# React/ reacciona Dedicated to nigele2



## Pesky Wesky (May 10, 2009)

A recently published book urging the Spanish people to react to the recession


José Luis Sampedro, Federico Mayor Zaragoza Y Baltasar Garzón, entre otros, nos brindan 10 respuestas con una idea común: la necesidad de tomar postura y actuar pues todavía hay esperanza, hay soluciones. Reacciona trata de clarificar y encauzar la pesadumbre de un sector creciente de la sociedad española con la crisis económica, política y social que estamos viviendo, con la crisis del sistema. Y varios factores están en juego: nuestra estabilidad, el equilibrio global, una generación de jóvenes sin futuro y el futuro mismo.

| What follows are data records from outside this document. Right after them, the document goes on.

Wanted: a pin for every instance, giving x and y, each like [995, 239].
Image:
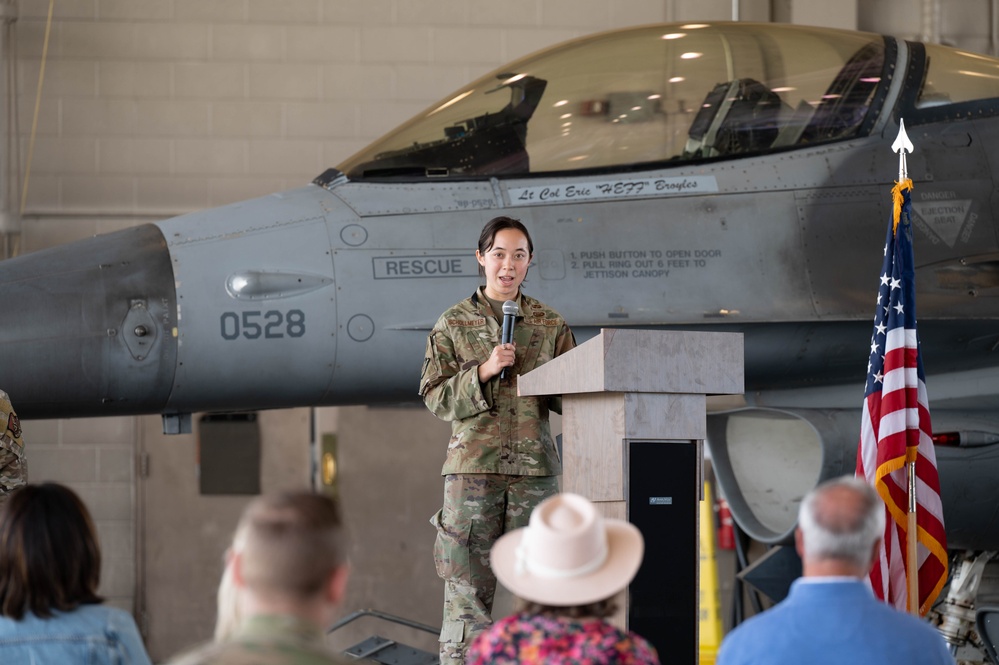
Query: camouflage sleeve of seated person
[13, 466]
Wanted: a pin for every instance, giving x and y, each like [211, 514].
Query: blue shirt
[90, 635]
[834, 622]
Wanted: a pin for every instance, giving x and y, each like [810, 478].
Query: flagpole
[912, 558]
[901, 145]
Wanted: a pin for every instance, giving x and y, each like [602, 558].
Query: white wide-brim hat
[568, 554]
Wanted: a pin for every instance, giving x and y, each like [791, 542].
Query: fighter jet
[722, 176]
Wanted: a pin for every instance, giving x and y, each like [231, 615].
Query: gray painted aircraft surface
[725, 176]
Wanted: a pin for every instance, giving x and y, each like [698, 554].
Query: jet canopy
[675, 92]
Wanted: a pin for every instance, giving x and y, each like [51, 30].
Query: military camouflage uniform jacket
[13, 466]
[492, 429]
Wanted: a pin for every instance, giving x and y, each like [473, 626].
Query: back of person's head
[293, 542]
[841, 519]
[49, 556]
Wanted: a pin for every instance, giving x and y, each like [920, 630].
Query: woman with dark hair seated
[50, 567]
[565, 567]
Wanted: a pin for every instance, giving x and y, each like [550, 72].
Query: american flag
[895, 426]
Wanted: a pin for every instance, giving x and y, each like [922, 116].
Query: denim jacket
[89, 635]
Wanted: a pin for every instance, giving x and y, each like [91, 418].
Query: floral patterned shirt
[524, 638]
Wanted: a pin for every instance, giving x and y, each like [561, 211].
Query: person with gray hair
[830, 614]
[288, 568]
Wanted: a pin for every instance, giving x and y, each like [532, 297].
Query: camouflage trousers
[478, 509]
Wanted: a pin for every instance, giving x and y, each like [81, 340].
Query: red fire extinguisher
[726, 533]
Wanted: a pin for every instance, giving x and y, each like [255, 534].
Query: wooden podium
[633, 426]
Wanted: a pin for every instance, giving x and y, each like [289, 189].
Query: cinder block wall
[153, 108]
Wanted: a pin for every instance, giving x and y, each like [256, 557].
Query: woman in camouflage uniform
[501, 459]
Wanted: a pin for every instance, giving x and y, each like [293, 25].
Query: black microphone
[510, 311]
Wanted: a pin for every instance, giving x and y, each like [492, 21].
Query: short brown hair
[294, 541]
[49, 555]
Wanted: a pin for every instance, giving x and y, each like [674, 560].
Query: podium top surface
[645, 361]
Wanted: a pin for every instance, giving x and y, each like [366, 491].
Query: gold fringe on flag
[896, 196]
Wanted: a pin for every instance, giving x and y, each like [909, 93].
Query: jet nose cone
[89, 326]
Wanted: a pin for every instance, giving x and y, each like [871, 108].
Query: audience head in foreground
[565, 568]
[830, 614]
[290, 576]
[50, 568]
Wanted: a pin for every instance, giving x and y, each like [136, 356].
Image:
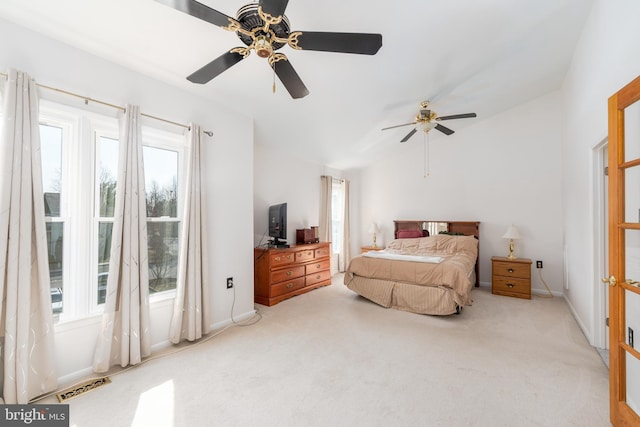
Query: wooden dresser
[511, 277]
[281, 273]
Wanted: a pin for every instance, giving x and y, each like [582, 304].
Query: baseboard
[585, 331]
[546, 292]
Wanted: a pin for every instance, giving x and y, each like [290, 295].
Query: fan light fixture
[426, 126]
[511, 234]
[264, 28]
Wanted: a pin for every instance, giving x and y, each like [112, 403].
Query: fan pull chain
[426, 155]
[273, 88]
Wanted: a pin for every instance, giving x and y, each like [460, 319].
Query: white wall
[280, 177]
[501, 170]
[605, 60]
[229, 185]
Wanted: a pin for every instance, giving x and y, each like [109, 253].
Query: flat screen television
[278, 225]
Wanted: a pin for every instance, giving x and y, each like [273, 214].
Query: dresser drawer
[322, 252]
[318, 277]
[511, 269]
[317, 266]
[511, 287]
[283, 258]
[287, 274]
[288, 286]
[306, 255]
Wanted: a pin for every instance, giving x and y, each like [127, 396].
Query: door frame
[621, 414]
[601, 245]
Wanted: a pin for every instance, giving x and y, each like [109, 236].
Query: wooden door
[624, 255]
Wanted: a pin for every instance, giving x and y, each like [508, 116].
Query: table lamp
[511, 234]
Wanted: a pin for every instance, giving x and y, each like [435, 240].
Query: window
[161, 186]
[79, 212]
[51, 137]
[337, 215]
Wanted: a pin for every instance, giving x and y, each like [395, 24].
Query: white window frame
[78, 204]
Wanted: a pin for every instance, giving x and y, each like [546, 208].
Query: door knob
[632, 283]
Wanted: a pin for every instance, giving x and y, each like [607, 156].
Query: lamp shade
[512, 233]
[425, 126]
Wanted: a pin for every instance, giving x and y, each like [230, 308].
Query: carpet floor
[332, 358]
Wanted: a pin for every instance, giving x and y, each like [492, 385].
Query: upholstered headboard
[420, 228]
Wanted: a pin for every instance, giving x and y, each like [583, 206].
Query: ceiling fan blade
[290, 79]
[458, 116]
[199, 10]
[409, 135]
[274, 7]
[444, 130]
[215, 67]
[361, 43]
[397, 126]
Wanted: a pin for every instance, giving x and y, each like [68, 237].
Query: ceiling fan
[263, 27]
[427, 119]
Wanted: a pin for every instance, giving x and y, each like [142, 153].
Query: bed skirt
[434, 300]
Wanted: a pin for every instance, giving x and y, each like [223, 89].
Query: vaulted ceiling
[482, 56]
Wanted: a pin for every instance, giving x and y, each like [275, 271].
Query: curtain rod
[97, 101]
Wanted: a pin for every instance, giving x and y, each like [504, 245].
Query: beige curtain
[324, 228]
[26, 320]
[191, 317]
[345, 256]
[124, 336]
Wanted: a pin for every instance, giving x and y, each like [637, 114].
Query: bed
[430, 267]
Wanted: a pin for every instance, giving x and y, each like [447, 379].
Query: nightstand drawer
[514, 287]
[511, 269]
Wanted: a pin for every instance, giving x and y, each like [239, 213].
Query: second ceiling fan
[428, 119]
[263, 27]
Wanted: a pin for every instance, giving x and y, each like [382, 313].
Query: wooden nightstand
[511, 277]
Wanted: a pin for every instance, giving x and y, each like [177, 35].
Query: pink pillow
[409, 234]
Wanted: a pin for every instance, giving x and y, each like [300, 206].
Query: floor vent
[81, 388]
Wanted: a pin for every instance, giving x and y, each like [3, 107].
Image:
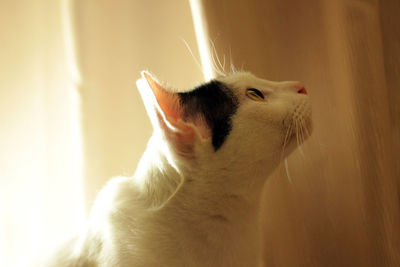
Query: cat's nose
[302, 90]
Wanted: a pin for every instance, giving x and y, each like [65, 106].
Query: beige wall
[341, 205]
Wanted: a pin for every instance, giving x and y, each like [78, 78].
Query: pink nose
[300, 88]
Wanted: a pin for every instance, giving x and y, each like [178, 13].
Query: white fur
[200, 210]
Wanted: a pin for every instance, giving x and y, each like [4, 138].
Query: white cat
[194, 199]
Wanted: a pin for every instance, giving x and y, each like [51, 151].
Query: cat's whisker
[301, 137]
[191, 53]
[218, 66]
[286, 139]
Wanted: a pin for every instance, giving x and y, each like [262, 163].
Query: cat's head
[233, 120]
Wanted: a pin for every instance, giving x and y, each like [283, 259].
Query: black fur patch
[216, 104]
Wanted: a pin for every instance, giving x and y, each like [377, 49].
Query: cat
[194, 198]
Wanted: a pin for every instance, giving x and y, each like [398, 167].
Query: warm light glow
[200, 27]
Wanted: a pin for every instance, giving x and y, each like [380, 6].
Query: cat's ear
[166, 114]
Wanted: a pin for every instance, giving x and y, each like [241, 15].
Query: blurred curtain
[115, 40]
[71, 116]
[340, 206]
[40, 151]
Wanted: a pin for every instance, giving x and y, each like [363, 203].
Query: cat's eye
[254, 94]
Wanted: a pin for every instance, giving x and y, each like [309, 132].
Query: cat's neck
[219, 191]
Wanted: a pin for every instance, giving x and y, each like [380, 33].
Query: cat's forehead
[240, 80]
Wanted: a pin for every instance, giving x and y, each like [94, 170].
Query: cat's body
[194, 199]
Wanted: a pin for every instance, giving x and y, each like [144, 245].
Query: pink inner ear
[168, 102]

Una mezcla singular de especialistas, un comité de sabios, entre los que destacan José Luis Sampedro o Baltasar Garzón, que nos brinda diez respuestas con una idea común: la necesidad de tomar postura y actuar, de concienciarnos y despertar pues todavía hay esperanza, hay soluciones. Una ciudadanía informada y responsable puede impedir los atropellos. Todos con un mismo rumbo, con un objetivo claro: defender la dignidad, la democracia y el bien común. Ha llegado el momento. El primer paso es reaccionar.

React seeks to clarify and harness the grief of a growing sector of the Spansh society in the economic, political and social crisis we are experiencing together with the crisi of the system. And several factors are in play: our stability, the overall balance, a generatin of young people with no future and the future itself. A unique blend of of specialists, a committee of wise men, among them José Luis Sampedro or Baltazar Garzón, give us 10 answers to a common idea: the need to take a stand and actriase awareness and wake up, because there is still hope (....) The time has come. The first step is to react


----------



## nigele2 (Dec 25, 2009)

Pesky very interesting. I'll buy a copy Tuesday when I arrive in Gijon and let you know - although deep in my heart I've given up on Spanish society and doubt wise words in a book will save them now. 

Muchas gracias guapa, never had a thread dedication before


----------



## Pesky Wesky (May 10, 2009)

nigele2 said:


> Pesky very interesting. I'll buy a copy Tuesday when I arrive in Gijon and let you know - although deep in my heart I've given up on Spanish society and doubt wise words in a book will save them now.
> 
> Muchas gracias guapa, never had a thread dedication before


Blimey, that's depressing Nigel, although I must admit that a society that needs a book tell it when to "take a stand" _*is*_ a bit depressing!!
BTW, hasn't Spain got one of the lowest rates of book buying and reading in Europe??!!


----------



## xabiaxica (Jun 23, 2009)

Pesky Wesky said:


> Blimey, that's depressing Nigel, although I must admit that a society that needs a book tell it when to "take a stand" _*is*_ a bit depressing!!
> BTW, hasn't Spain got one of the lowest rates of book buying and reading in Europe??!!


that wouldn't surpise me at all!!

when we take books out of our local library sometimes they haven't been out for years!!

it has got to the point when the guy makes a note of what we have & tells us to bring them back _cuando quieras_

hopefully that will change when our brand new library which they have just started building is finished


----------



## mrypg9 (Apr 26, 2008)

xabiachica said:


> that wouldn't surpise me at all!!
> 
> when we take books out of our local library sometimes they haven't been out for years!!
> 
> ...


Can anyone on the padron use the library? How does one go about joining?


----------



## Pesky Wesky (May 10, 2009)

mrypg9 said:


> Can anyone on the padron use the library? How does one go about joining?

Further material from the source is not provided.